He offers up his office to Louis and moves back to the smaller room he had before, and that lengthens his attention span to a solid forty-five minutes. The change makes Donna feel better for days, before she realizes the only thing she’s seen him consume in weeks is coffee.

For the entirety of the next week he acts normal, and she feels confident enough to joke, “I haven’t seen that suit in years.”

“Louis keeps wearing suits he had tailored five years ago, so I joined in to make him feel better,” he deadpans.
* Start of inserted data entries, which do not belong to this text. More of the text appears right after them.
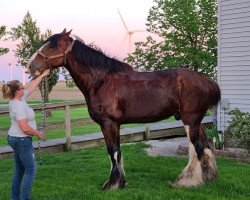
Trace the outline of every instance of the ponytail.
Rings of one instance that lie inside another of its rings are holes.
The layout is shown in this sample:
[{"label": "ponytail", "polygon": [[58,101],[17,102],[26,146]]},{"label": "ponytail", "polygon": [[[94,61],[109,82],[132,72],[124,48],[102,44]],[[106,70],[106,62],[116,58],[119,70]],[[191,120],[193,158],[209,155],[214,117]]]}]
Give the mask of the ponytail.
[{"label": "ponytail", "polygon": [[21,83],[18,80],[13,80],[5,83],[2,86],[2,93],[3,93],[3,98],[5,99],[12,99],[16,91],[20,89]]}]

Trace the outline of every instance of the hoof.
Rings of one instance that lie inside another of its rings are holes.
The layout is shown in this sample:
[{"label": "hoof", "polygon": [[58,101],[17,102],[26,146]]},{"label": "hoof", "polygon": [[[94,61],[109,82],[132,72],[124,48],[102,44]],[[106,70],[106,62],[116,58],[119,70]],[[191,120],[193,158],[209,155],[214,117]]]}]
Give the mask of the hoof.
[{"label": "hoof", "polygon": [[103,186],[102,190],[116,190],[125,188],[128,185],[125,181],[118,181],[118,182],[111,182],[110,180],[106,181]]}]

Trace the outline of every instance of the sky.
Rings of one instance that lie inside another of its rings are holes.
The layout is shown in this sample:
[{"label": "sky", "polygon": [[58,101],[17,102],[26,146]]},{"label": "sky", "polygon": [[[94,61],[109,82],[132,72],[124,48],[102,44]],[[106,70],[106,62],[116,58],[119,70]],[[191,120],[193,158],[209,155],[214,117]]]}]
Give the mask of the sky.
[{"label": "sky", "polygon": [[[129,51],[129,40],[118,9],[129,30],[145,30],[145,23],[153,0],[6,0],[0,4],[0,26],[20,25],[27,11],[36,25],[44,33],[60,33],[64,28],[72,29],[72,34],[81,37],[86,44],[94,43],[106,55],[123,60]],[[135,32],[133,43],[144,41],[149,33]],[[16,66],[13,50],[15,42],[0,41],[1,47],[10,48],[10,52],[0,57],[0,81],[18,79],[28,81],[22,75],[22,67]],[[12,69],[12,70],[11,70]],[[11,73],[12,71],[12,73]]]}]

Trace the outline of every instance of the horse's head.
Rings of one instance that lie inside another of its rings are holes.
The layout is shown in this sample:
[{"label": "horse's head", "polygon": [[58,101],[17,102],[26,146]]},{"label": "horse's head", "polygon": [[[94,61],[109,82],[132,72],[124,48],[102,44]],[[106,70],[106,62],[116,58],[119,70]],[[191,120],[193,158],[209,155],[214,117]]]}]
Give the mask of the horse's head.
[{"label": "horse's head", "polygon": [[39,76],[45,69],[58,68],[66,63],[66,56],[73,47],[71,31],[52,35],[28,61],[28,70],[33,76]]}]

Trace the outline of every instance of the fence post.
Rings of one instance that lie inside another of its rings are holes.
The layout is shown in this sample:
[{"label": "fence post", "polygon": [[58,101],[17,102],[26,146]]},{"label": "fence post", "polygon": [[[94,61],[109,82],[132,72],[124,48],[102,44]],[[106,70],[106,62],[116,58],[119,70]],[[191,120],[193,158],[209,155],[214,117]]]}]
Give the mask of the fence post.
[{"label": "fence post", "polygon": [[145,132],[143,135],[143,139],[144,140],[149,140],[150,139],[150,125],[149,124],[145,124]]},{"label": "fence post", "polygon": [[70,106],[65,106],[66,150],[71,150]]}]

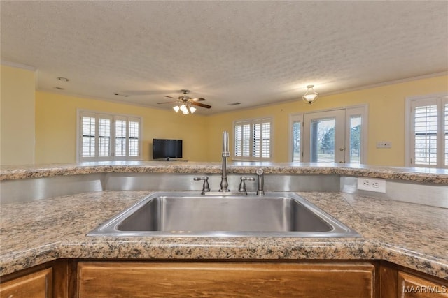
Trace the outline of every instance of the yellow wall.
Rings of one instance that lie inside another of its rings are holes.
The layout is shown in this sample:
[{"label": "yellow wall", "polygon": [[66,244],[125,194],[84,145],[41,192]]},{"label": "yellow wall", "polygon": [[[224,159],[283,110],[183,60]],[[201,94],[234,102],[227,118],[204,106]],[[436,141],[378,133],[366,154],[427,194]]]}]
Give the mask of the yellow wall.
[{"label": "yellow wall", "polygon": [[[33,72],[1,66],[2,164],[6,164],[4,162],[6,152],[20,156],[15,159],[8,157],[8,164],[32,163],[32,158],[25,158],[22,156],[33,155],[34,131],[36,163],[75,162],[78,109],[141,116],[143,118],[143,157],[145,161],[150,160],[152,139],[167,137],[184,140],[183,154],[186,159],[192,161],[220,161],[222,131],[227,130],[230,133],[230,147],[232,148],[234,121],[272,117],[273,161],[288,162],[290,114],[367,104],[369,126],[366,163],[403,166],[405,99],[407,96],[448,92],[448,76],[323,96],[312,105],[302,103],[298,98],[297,101],[209,117],[197,114],[183,117],[169,110],[143,107],[49,92],[36,91],[34,94],[32,91],[34,88]],[[316,89],[318,91],[318,88]],[[15,93],[10,91],[11,90]],[[298,98],[300,95],[298,94]],[[8,111],[11,110],[14,110],[13,112],[9,113]],[[34,116],[29,115],[30,110],[35,111],[34,125]],[[25,125],[20,127],[13,126],[12,124],[17,119],[23,121]],[[20,148],[11,149],[11,142],[8,141],[6,143],[4,140],[20,140],[24,144],[20,145]],[[392,148],[377,149],[375,145],[378,141],[391,141]],[[27,151],[26,154],[21,152],[24,149]]]},{"label": "yellow wall", "polygon": [[[316,89],[318,91],[318,88]],[[321,96],[312,105],[298,98],[295,102],[214,115],[209,119],[209,135],[213,144],[209,154],[210,156],[211,153],[220,150],[218,144],[221,131],[232,131],[234,121],[270,116],[274,121],[273,161],[288,162],[289,114],[367,104],[369,124],[366,163],[404,166],[405,98],[442,92],[448,92],[447,75]],[[377,149],[378,141],[390,141],[392,148]]]},{"label": "yellow wall", "polygon": [[153,138],[183,139],[184,159],[204,160],[208,142],[204,116],[36,91],[36,163],[76,162],[78,109],[141,117],[145,161],[152,159]]},{"label": "yellow wall", "polygon": [[34,71],[1,66],[0,164],[34,163]]}]

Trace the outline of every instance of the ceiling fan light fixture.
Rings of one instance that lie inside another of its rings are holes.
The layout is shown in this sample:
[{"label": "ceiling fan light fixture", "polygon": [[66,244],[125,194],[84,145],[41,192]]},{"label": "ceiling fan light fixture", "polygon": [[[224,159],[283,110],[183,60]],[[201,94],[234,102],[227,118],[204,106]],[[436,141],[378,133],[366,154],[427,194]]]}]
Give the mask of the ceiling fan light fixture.
[{"label": "ceiling fan light fixture", "polygon": [[307,86],[307,92],[302,96],[303,101],[307,103],[309,103],[310,105],[316,100],[317,100],[317,98],[319,96],[319,94],[316,92],[313,87],[314,85],[308,85]]}]

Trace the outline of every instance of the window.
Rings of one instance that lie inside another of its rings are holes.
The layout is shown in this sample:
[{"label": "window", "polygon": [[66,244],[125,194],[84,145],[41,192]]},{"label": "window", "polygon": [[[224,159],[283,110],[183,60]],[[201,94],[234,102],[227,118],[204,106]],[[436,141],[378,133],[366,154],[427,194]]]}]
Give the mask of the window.
[{"label": "window", "polygon": [[89,111],[78,114],[79,161],[141,159],[141,118]]},{"label": "window", "polygon": [[234,122],[234,158],[248,161],[271,158],[272,119],[263,118]]},{"label": "window", "polygon": [[290,115],[295,162],[364,163],[367,105]]},{"label": "window", "polygon": [[448,168],[448,96],[407,98],[406,165]]}]

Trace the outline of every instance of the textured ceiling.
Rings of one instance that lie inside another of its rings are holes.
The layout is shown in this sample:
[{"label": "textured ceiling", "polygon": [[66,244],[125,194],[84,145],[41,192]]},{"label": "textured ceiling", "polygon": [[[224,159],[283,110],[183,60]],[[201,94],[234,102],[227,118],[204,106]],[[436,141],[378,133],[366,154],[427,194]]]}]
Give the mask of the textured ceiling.
[{"label": "textured ceiling", "polygon": [[162,96],[188,89],[213,106],[204,114],[298,98],[309,84],[325,95],[448,70],[445,1],[2,0],[0,10],[1,61],[37,69],[38,90],[169,109]]}]

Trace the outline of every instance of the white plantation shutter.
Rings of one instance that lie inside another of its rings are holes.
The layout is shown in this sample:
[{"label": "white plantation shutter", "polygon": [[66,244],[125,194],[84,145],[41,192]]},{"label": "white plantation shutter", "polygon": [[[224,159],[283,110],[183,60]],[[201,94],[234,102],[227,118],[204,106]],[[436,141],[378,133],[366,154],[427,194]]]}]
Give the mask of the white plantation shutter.
[{"label": "white plantation shutter", "polygon": [[80,112],[79,161],[140,159],[141,119]]},{"label": "white plantation shutter", "polygon": [[448,98],[411,102],[411,165],[448,167]]},{"label": "white plantation shutter", "polygon": [[234,123],[234,158],[268,160],[271,158],[271,118]]},{"label": "white plantation shutter", "polygon": [[82,156],[94,157],[95,156],[95,117],[83,116],[81,119],[81,147]]},{"label": "white plantation shutter", "polygon": [[437,105],[416,107],[414,121],[415,164],[437,165]]}]

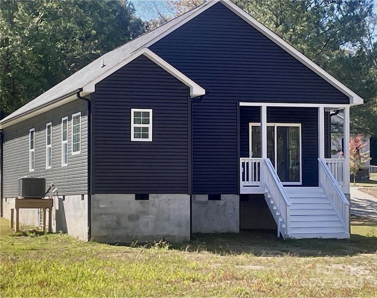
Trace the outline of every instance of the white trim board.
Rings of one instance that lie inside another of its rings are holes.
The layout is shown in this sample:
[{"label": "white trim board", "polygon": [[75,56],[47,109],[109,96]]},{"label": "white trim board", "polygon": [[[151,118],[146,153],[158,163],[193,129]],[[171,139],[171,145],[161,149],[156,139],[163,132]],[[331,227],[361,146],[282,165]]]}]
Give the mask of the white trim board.
[{"label": "white trim board", "polygon": [[349,104],[337,104],[331,103],[295,103],[285,102],[246,102],[240,101],[240,106],[244,107],[289,107],[303,108],[331,108],[332,109],[343,109],[349,106]]},{"label": "white trim board", "polygon": [[191,97],[196,97],[196,96],[203,95],[205,94],[205,90],[204,88],[200,87],[188,76],[184,74],[176,68],[172,66],[170,64],[147,48],[142,48],[140,50],[136,51],[130,57],[122,61],[120,63],[117,64],[99,76],[97,76],[94,79],[88,83],[83,87],[83,90],[84,91],[89,92],[94,92],[95,91],[95,84],[101,81],[113,73],[114,73],[142,55],[144,55],[146,57],[156,63],[165,71],[169,73],[172,74],[172,75],[182,81],[184,84],[189,87],[190,88],[190,95]]}]

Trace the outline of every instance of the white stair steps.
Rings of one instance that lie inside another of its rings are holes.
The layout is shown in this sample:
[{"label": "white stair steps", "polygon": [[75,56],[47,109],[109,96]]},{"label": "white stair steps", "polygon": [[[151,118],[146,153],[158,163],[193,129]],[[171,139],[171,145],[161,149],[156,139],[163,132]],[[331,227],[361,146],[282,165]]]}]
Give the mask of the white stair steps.
[{"label": "white stair steps", "polygon": [[301,204],[294,203],[292,202],[292,205],[290,206],[291,210],[304,210],[309,209],[333,209],[333,207],[330,202],[327,203],[318,203],[318,204]]},{"label": "white stair steps", "polygon": [[[334,212],[335,213],[335,212]],[[291,222],[332,222],[339,220],[336,214],[332,215],[290,215]]]},{"label": "white stair steps", "polygon": [[291,210],[290,215],[336,215],[336,212],[333,209],[296,209]]},{"label": "white stair steps", "polygon": [[326,227],[343,226],[343,224],[339,221],[332,222],[290,222],[291,229],[294,227]]},{"label": "white stair steps", "polygon": [[316,226],[314,227],[291,227],[289,232],[291,234],[294,235],[296,233],[344,233],[345,231],[344,227],[343,226]]},{"label": "white stair steps", "polygon": [[348,231],[320,187],[289,187],[291,202],[288,237],[347,238]]}]

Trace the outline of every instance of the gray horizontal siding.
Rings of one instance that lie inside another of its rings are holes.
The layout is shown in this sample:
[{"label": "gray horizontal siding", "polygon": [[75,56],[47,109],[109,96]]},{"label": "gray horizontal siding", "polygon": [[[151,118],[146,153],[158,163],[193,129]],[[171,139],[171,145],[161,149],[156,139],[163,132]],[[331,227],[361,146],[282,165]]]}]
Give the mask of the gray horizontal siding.
[{"label": "gray horizontal siding", "polygon": [[[94,193],[188,193],[187,86],[142,56],[95,86]],[[153,141],[131,141],[131,109],[153,110]]]},{"label": "gray horizontal siding", "polygon": [[[72,115],[81,112],[81,153],[72,155]],[[62,118],[68,117],[68,165],[62,166]],[[52,123],[52,167],[46,169],[46,124]],[[35,171],[29,171],[29,131],[35,130]],[[25,175],[46,178],[60,195],[88,192],[87,103],[76,100],[3,129],[4,197],[18,195],[18,179]]]},{"label": "gray horizontal siding", "polygon": [[349,99],[221,2],[150,47],[204,88],[192,105],[194,194],[236,194],[239,101]]}]

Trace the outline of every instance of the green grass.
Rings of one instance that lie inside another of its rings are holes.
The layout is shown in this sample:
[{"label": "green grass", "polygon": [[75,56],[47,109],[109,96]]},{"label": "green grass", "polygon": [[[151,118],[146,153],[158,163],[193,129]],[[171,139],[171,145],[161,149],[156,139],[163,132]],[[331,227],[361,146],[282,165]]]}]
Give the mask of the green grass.
[{"label": "green grass", "polygon": [[131,247],[15,235],[1,219],[0,296],[376,297],[377,224],[355,219],[350,240],[245,231]]}]

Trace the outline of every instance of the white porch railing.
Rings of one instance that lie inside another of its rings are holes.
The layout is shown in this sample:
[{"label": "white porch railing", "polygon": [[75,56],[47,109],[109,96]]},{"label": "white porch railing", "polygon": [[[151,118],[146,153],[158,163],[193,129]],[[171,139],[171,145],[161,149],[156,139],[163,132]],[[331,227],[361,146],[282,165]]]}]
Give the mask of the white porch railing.
[{"label": "white porch railing", "polygon": [[326,160],[318,158],[319,182],[343,221],[346,231],[350,226],[350,203],[339,187]]},{"label": "white porch railing", "polygon": [[261,185],[261,158],[240,159],[241,186],[259,186]]},{"label": "white porch railing", "polygon": [[344,186],[344,158],[325,158],[324,159],[334,178],[340,186]]},{"label": "white porch railing", "polygon": [[[289,233],[290,201],[270,158],[264,158],[263,161],[262,172],[263,183],[273,201],[274,206],[276,207],[276,215],[282,220],[285,225],[285,234],[283,235],[285,238],[285,236]],[[277,224],[279,236],[281,230],[280,221],[278,221]]]}]

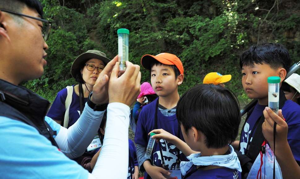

The suit hangs loosely on Harvey’s frame, and suddenly Donna remembers it– Mike wore it, or rather he swam in it, that time with the bedbugs.

Harvey’s excursions get more mysterious with time. The bullpen ceases to hold its strange fascination, and he heads to more obscure corners of the firm and the buildings surrounding it.

“Where’s Harvey?” Alex demands late one night, storming into Donna’s office. “I need his sign-off by midnight, and he’s not picking up.”

She sighs and calls down to security to confirm that he hasn’t left the building yet. Then she goes looking in the library and the bullpen, in Louis’s office and the bathroom, on the rooftop, but to no avail.

“Where do people go to hide?” she mutters to herself. The answer arrives at once, but she snorts– there’s no way.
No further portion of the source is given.